Friday, February 03, 2006

New Company Policy!

Subject: New Company Policy
Effective Immediately

Dress Code
It is advised that you come to work dressed according to your salary. If we see you wearing Prada shoes and carrying a Gucci bag, we assume you are doing well financially and therefore do not need a raise. If you dress poorly, you need to learn to manage your money better, so that you may buy nicer clothes, and therefore you do not need a raise. If you dress just right, you are right where you need to be and therefore you do not need a raise.

Sick Days
We will no longer accept a doctor's statement as proof of sickness. If you are able to go to the doctor, you are able to come to work.Personal DaysEach employee will receive 104 personal days a year. They are called Saturday & Sunday.

Bereavement Leave
This is no excuse for missing work. There is nothing you can do for dead friends, relatives or co-workers. Every effort should be made to have non-employees attend to the arrangements. In rare cases where employee involvement is necessary, the funeral should be scheduled in the late afternoon.
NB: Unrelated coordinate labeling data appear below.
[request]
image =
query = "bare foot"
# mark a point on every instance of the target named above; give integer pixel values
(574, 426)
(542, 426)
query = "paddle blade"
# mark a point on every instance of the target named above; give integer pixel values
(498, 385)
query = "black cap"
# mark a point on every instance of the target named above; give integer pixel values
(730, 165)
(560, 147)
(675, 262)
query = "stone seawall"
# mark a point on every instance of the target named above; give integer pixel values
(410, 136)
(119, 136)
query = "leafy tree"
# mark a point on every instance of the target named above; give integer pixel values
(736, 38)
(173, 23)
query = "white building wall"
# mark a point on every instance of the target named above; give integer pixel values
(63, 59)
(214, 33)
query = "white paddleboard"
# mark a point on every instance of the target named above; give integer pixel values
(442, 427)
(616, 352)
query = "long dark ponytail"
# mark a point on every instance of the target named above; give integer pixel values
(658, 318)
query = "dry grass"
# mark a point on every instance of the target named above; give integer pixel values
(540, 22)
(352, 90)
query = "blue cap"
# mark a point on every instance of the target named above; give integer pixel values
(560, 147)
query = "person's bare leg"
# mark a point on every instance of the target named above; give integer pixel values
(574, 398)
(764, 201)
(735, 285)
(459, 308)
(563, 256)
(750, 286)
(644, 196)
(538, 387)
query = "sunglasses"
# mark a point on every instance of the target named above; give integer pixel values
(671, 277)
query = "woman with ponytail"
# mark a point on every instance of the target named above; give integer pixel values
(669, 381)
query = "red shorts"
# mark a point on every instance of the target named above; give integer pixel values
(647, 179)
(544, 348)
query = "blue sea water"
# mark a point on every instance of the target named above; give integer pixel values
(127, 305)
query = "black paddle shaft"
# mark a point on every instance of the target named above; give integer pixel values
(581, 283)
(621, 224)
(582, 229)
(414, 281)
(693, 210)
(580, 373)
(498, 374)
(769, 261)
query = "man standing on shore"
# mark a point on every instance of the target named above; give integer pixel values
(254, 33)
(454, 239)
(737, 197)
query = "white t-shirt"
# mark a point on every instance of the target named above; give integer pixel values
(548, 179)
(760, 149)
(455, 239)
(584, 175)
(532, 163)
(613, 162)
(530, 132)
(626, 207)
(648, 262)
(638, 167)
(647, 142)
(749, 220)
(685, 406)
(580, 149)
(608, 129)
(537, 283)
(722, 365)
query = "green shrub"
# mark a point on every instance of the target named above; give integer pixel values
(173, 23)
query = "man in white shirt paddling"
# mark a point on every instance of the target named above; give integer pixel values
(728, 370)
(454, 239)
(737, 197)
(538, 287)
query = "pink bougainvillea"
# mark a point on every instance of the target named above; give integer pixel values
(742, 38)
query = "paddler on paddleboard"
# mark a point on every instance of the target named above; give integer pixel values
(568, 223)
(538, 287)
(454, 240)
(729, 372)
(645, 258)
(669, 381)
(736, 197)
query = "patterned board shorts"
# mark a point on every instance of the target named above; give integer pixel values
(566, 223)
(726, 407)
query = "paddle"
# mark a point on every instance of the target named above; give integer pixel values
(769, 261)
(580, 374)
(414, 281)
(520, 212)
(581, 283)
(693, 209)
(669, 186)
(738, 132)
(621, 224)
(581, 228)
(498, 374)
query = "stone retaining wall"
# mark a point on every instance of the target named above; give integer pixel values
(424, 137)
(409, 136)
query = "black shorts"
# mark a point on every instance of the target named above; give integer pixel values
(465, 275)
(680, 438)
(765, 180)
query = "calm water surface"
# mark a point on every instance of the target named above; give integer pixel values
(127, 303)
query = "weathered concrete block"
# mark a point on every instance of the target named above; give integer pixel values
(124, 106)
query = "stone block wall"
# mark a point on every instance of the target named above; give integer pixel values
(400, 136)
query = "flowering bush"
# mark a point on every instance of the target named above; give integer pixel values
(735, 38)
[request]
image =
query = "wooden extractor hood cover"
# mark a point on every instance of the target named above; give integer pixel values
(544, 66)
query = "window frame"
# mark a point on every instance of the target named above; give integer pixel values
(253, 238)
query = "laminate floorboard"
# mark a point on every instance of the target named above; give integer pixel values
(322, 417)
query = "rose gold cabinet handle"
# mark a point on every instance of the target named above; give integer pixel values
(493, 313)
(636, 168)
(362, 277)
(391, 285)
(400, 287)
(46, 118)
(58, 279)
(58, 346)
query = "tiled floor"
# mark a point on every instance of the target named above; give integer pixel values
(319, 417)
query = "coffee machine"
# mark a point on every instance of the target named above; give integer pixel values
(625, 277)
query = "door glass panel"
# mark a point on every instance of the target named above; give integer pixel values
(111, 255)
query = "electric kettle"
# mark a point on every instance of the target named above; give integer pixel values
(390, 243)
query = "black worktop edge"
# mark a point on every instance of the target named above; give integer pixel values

We will be glad to allow you to work through yourlunch hour and subsequently leave one hour early.

Toilet Use
Entirely too much time is being spent in the toilet. There is now a strict three-minute time limit in the stalls. At the end of three minutes, an alarm will sound, the toilet paper roll will retract, the stall door will open, and a picture will be taken. After your second offense, your picture will be posted on the company bulletin board under the "Chronic Offenders category". Anyone caught smiling in the picture will be sanctioned under the company's mental health policy.

Lunch Break
Skinny people get 30 minutes for lunch, as they need to eat more, so that they can look healthy. Normal size people get 15 minutes for lunch to get a balanced meal to maintain their average figure. Chubby people get 5 minutes for lunch, because that's all the time they need to drink a Slim-Fast.

In closing
Thank you for your loyalty to our company. We are here to provide a positive employment experience. Therefore, all questions, comments, concerns, complaints, frustrations, irritations, aggravations, insinuations, allegations, accusations, contemplations, consternation and input should be directed elsewhere.